Reread that framing for a moment. Have you ever read a reporter so obviously disappointed that Amazon didn’t digitally burn a book—in this case, Abigail Shrier’s Irreversible Damage: The Transgender Craze Seducing Our Daughters? If Amazon were told to stop selling some lewd novel, would the lede be that Amazon “refused to stop selling” such a book? The bias is so blatant one wonders if the reporter realizes how much of a hack she is.
In fact, stories like this are the story. Employees object to something, media are notified, and the media runs stories about the kerfuffle they themselves are in the very process of creating. From the Seattle Times:
Leaders of Amazon’s affinity group for LGBTQ+ employees, Glamazon, also asked the company to drop the book, according to Slack messages viewed by The Seattle Times. “As a proud Amazonian and a queer person, I invite Amazon to do the right thing and remove this book from our offerings globally,” wrote the employee in the initial complaint…On April 23, Amazon’s director of book content risk and quality posted on an internal message board that Amazon would not stop selling “Irreversible Damage.”
“Amazon has an internal process for evaluating the appropriateness of books and we have shared your feedback,” the director wrote. “In this case, the process included gathering feedback from Glamazon board members and the Books Diversity, Equity, and Inclusion team.
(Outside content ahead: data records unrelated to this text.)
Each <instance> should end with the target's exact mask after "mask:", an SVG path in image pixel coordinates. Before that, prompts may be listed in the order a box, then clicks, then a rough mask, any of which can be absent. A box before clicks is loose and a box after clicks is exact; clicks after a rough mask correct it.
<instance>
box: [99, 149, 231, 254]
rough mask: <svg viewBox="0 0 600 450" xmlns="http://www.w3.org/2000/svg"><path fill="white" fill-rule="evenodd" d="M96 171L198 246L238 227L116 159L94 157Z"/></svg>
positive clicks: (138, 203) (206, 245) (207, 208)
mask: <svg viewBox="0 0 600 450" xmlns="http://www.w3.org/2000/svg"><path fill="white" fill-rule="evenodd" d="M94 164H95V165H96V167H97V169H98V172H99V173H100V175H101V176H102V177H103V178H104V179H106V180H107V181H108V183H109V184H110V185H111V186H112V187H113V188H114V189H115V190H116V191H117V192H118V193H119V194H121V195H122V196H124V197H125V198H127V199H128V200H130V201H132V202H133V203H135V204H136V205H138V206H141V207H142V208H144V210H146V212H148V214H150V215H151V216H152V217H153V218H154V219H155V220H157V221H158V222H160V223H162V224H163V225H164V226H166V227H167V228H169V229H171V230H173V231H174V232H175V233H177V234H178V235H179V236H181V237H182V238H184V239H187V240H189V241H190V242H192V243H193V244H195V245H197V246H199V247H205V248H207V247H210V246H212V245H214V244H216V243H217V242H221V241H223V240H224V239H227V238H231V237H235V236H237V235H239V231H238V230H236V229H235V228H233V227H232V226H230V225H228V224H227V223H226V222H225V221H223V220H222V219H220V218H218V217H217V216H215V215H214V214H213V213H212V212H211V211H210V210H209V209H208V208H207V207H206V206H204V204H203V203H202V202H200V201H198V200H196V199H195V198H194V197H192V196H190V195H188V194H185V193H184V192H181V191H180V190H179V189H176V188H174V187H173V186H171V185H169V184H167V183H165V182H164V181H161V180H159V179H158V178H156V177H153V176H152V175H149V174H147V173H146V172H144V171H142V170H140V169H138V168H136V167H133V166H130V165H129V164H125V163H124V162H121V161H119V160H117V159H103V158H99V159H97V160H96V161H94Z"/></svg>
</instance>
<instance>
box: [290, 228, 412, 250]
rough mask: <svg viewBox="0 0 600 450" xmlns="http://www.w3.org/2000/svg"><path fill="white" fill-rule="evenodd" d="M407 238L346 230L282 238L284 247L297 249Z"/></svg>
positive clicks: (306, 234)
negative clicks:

After examining the content of the book in detail and calibrating with senior leadership, we have confirmed that it does not violate our content policy.”
Employees affiliated with Glamazon, though, said they were dissatisfied with the company’s decision to keep selling “Irreversible Damage.” “We’ve been fighting this for months,” a Glamazon board member told other employees last week, according to images of Slack messages viewed by The Seattle Times. “We were consulted. We told them it’s transphobic and needs to be removed.”
Long goes on to pen a lengthy screed decrying, through the mouths of various interviewees, the crime committed by Amazon in refusing to cancel the book and noting various precedents (including the cancellation of Ryan T. Anderson’s book When Harry Became Sally) that Amazon could use to pull the plug if they wished. It is obvious that Long hopes her article might persuade them to actually do so.
The members of the free press now openly campaign to suppress the research, facts, and opinions of those they disagree with. They deserve our contempt—and to be called out on it.